Like his photographs of magazine advertisements, the Joke paintings also re-contextualized “low” culture in a “high” art context. In 1987, Prince eliminated the cartoon itself and only included its text, using the revered materials of acrylic paint on canvas to execute this rebellious act. While formally worlds away, the Prince’s Joke paintings are conceptually linked to his early work in photography. Nancy Spector, curator of Prince’s 2007 retrospective exhibition at the Guggenheim explains, “When Prince hijacks photographs and off-color jokes from their circulation in mass culture and re-presents them as his own, he injects his copies [in the artist’s words] ‘with the element of imagination and thus destablize[s]’ our sense of reality. He takes what we already know–commercial advertising, snapshots of girlfriends, one-liners, celebrity head-shots, pulp-fiction covers–and gives it back relatively unaltered, but forever changed” (N. Spector, “Nowhere Man,” Richard Prince, exh. cat., Guggenheim, New York, 2007, p. 23). She continues, “By separating a cartoon from its caption and adding a non sequitur of a joke, Prince creates strange, hybrid emblems that offer mutable narratives. What emerges from these disjunctions of image and text is a transgressive perversity, an uninhibited play of meaning in which attraction, deceit, failure, sex and death intermingle to produce work that is at once erotic, humorous, and macabre. Through his deliberate confusion of discursive systems, Prince brings to the surface the hostility, fear and shame fueling much American humor” (Ibid., p. 37). Silk-screening the jokes onto a flat, monochromatic canvas, the artist removed his hand from the making of the image, a conceptual strategy that adds to the detached coolness of the painting. As Prince jokingly remarked, “the Joke paintings are abstract. Especially in Europe if you can’t speak English” (R. Prince quoted by A. Fearnley, Richard Prince: Canaries in the Coal Mine, exh. cat., Museum of Modern Art, Oslo, 2006, p. 124).

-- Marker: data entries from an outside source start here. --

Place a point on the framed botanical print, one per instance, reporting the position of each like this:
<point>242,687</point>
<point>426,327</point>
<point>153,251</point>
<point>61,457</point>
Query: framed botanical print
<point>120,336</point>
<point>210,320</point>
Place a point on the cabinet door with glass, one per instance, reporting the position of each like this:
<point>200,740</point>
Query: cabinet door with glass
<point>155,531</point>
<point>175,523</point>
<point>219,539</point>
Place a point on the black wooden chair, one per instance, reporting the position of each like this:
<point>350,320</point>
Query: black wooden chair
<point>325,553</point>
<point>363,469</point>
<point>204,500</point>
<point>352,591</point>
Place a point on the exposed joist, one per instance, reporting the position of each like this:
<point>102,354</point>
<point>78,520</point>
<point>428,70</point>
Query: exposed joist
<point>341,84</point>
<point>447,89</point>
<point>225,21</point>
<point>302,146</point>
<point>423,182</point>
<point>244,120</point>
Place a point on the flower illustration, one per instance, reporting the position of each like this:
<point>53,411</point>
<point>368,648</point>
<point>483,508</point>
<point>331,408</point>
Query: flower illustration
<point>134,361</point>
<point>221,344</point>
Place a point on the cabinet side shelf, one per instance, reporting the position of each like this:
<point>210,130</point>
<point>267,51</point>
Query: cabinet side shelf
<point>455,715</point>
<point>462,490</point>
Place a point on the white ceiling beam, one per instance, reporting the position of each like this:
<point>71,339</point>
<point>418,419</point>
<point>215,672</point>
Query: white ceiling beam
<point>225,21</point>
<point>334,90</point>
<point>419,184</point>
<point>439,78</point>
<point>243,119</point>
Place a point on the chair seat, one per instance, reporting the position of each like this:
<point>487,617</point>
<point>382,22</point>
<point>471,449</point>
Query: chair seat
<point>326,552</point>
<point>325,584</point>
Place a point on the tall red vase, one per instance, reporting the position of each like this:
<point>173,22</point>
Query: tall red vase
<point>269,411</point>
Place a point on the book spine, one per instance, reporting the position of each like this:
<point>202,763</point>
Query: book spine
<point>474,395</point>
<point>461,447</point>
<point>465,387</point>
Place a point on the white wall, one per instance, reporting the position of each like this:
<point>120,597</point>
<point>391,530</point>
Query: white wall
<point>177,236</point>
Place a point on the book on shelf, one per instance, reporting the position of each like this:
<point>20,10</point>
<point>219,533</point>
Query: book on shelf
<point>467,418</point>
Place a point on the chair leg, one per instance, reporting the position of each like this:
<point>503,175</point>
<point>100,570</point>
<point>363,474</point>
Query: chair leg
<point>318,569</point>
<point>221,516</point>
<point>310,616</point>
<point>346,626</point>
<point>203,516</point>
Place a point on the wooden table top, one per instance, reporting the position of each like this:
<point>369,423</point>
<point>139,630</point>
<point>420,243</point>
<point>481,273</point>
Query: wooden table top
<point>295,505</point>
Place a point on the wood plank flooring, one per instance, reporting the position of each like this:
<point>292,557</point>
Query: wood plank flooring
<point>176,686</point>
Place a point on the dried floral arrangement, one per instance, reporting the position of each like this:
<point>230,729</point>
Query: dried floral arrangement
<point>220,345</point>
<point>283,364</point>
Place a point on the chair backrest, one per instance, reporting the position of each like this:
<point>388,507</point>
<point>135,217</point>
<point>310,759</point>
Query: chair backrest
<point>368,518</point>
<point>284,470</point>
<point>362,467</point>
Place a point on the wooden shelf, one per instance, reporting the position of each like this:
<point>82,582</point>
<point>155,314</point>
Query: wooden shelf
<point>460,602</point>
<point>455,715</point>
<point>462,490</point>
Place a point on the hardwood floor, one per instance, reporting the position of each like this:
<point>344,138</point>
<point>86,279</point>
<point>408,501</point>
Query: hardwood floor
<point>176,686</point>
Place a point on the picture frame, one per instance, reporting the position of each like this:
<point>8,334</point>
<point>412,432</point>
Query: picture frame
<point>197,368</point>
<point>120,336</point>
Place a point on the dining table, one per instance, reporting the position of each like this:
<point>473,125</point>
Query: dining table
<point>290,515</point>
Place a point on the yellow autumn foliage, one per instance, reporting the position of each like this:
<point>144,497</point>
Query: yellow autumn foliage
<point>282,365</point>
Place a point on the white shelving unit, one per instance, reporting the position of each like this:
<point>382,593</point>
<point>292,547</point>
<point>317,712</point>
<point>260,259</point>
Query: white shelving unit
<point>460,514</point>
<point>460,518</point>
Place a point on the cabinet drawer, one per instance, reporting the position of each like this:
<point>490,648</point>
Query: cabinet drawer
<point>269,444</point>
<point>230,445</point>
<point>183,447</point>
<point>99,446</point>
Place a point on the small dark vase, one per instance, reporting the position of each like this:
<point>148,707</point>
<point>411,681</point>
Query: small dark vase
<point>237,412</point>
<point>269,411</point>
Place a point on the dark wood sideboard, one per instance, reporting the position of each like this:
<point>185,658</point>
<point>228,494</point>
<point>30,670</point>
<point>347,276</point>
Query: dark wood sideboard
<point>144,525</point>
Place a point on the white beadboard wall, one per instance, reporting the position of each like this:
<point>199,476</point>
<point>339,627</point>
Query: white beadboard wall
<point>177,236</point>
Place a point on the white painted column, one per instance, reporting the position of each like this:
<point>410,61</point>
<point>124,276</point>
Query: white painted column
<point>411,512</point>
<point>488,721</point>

In Neighbor’s Wife, Prince flips the traditional notion of the philandering husband when the joke’s punch line reveals that it is the complaining wife who has been presumably gallivanting about town while her husband sits at home. Despite the tongue-in-cheek humor of its punchline, the painting displays an elegance and sophistication that arrests the viewer by nature of its beautiful, sumptuous materials and the purity of its imagery. Though the joke paintings initially thumbed their nose at the established artistic milieu at the time, they have by now become firmly ensconced in the very canon they sought to disrupt. Nancy Spector recently described this phenomenon: “With his Monochrome Jokes Prince achieved the anti-masterpiece–an art object that refuses to behave in a museum or market context that privileges the notion of greatness. … Prince’s Jokes represent a skillfully calculated inversion of art’s essential value system. … The irony, of course, is that Prince’s anti-masterpieces have all sold, and, in recent years, sold well. What originated as a protest against the vanities of the 1980s art market in the form of a ‘joke’ on collectors, curators, and critics who were busy jumping on the Neo-Expressionist bandwagon, has now entered the art-historical canon” (Ibid., p. 39).